Re: [css3-syntax] First draft of parser section completed from Simon Sapin on 2012-06-09 (www-style@w3.org from June 2012)

From: Simon Sapin <simon.sapin@kozea.fr>
Date: Sat, 09 Jun 2012 11:25:19 +0200
To: www-style@w3.org
Message-ID: <4FD3167F.4050206@kozea.fr>
Le 09/06/2012 06:01, Kang-Hao (Kenny) Lu a écrit :
> 2. Instead of describing open-* (or close-*) token, it might be more
> readable just to use the character literally like '(', '{' and so on.
> Also, it might be more readable to fold, say, open-* in three lines in
> to a single line: '(', '{', '['.

Agreed. I never remember which is a bracket or a brace in English. 
Apparently the "correct" naming is not obvious at all:
https://en.wikipedia.org/wiki/%28#List_of_types

This is made worse by the current state of the draft. Maybe a 
search-and-replace went wrong?

> The output of the tokenization step is [...] open-bracket,
> close-bracket, open-paren, close-paren, open-bracket, close-bracket.

> 3.4.3. Data state
> U+005D RIGHT SQUARE BRACKET (])
>     Emit a close-bracket token. Remain in this state.
> U+007D RIGHT CURLY BRACKET (})
>     Emit a close-bracket token. Remain in this state.

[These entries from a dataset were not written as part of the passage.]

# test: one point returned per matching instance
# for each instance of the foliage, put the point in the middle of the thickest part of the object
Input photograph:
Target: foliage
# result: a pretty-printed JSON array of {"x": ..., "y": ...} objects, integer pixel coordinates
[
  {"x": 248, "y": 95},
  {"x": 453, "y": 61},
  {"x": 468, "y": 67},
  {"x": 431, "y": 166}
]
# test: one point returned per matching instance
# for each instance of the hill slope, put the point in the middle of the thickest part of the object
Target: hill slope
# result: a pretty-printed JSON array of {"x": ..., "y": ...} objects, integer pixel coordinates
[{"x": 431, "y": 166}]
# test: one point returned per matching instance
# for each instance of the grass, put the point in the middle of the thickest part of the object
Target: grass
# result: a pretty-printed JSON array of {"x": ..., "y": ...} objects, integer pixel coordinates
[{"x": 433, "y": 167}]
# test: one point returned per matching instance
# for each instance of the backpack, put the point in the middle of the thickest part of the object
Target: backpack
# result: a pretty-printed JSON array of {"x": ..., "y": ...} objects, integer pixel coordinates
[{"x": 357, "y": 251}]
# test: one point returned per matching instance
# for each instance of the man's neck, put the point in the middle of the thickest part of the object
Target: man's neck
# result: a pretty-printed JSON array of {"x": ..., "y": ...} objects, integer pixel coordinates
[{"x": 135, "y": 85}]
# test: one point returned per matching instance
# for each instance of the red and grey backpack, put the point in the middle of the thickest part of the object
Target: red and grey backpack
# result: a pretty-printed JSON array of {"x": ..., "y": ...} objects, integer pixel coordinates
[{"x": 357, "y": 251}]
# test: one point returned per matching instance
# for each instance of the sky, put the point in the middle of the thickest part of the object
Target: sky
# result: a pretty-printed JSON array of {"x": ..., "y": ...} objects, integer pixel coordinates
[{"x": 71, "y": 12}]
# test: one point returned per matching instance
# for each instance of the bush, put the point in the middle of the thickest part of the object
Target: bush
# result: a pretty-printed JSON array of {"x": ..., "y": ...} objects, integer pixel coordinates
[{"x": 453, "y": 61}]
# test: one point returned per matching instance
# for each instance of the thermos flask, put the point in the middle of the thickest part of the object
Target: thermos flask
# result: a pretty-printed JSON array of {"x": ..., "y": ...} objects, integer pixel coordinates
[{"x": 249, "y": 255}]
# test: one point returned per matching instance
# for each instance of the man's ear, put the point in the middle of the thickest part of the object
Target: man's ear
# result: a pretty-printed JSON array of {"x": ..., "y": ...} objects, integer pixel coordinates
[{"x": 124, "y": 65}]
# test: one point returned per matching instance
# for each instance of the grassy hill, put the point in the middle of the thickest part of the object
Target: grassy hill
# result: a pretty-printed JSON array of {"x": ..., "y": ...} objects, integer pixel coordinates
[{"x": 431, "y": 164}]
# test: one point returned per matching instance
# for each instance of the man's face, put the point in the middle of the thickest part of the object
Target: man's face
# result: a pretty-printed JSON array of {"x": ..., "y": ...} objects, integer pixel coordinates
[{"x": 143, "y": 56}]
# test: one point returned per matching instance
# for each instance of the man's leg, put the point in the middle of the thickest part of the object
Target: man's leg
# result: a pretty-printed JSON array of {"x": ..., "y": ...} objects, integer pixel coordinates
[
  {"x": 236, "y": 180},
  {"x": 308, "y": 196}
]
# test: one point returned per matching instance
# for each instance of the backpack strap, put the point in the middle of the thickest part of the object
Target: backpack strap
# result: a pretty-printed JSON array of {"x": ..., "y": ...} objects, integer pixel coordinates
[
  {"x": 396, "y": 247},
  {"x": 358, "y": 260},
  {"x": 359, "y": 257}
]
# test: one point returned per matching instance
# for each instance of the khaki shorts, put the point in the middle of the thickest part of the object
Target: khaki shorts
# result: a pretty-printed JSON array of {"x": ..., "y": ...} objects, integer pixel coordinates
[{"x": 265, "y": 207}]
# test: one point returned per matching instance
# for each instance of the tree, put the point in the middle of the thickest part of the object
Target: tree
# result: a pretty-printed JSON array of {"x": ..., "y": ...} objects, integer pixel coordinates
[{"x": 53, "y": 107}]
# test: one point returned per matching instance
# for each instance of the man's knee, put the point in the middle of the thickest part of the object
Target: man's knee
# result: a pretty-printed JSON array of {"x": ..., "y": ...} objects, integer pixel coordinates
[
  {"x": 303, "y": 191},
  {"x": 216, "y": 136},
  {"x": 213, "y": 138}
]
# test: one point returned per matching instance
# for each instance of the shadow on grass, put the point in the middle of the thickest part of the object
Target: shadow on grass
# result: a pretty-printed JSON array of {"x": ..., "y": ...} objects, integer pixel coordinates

This might be why the open-brace token appears twice in at-rule mode 
(switch to at-rule-block mode & Consume a block.)


EOF in blocks
============

In "Consume a block":
> EOF token
>     Return nothing.

This does not match the "Unexpected end of style sheet" rule of CSS 2.1. 
Instead, EOF should be the same as finding the ending token (close and 
return the block normally, unless an error was previously found.)


!important
==========

Where should be !important be parsed? I think it should be in or near 
"Declaration-value mode". But then what about descriptors? (see below)


Issue 4
=======

{} blocks can contains a variety of things:

* @font-face: descriptor declarations (name ':' value)
* style rules: property declarations (descriptors with an optional 
!important)
* @page: at-rules mixed with property declarations
* @media: any statement
* @region: style rules
* @keyframes, future modules: something else

I think that Syntax3 should not make any assumption on the content of 
at-rules and do something like this instead:

The output of Syntax3’s tree construction can contain "unparsed 
at-rules" with each:

* an at-keyword
* a "head" (everything after the at-keyword and before ';' or '{')
* an optional "body".

The body is missing if the at-rule ends with ';'. It is the content of 
the {} block otherwise. The head and body (if any) are both a mixed list 
of tokens, functions and blocks. (There is no [](){} of function tokens: 
these have been turned into nested function/block objects, or have 
triggered a nesting error.)

There is not guarantee on the shape of the at-rule’s content except that 
is is "well-formed" according to the 'at-rule' production of the core 
grammar. (ie. no nesting error, no cdo or cdc token, ...)

Only then, each CSS module (or wherever a particular at-rule is defined) 
would have its own parser for the head and body of an at-rule.

Syntax3 can have pre-defined procedures (like "parse a sequence of 
descriptors") that can be used by the at-rule parsers. These can then be 
very simple (@font-face) or more complex (@keyframes) as needed.


-- 
Simon Sapin
Received on Saturday, 9 June 2012 09:25:49 UTC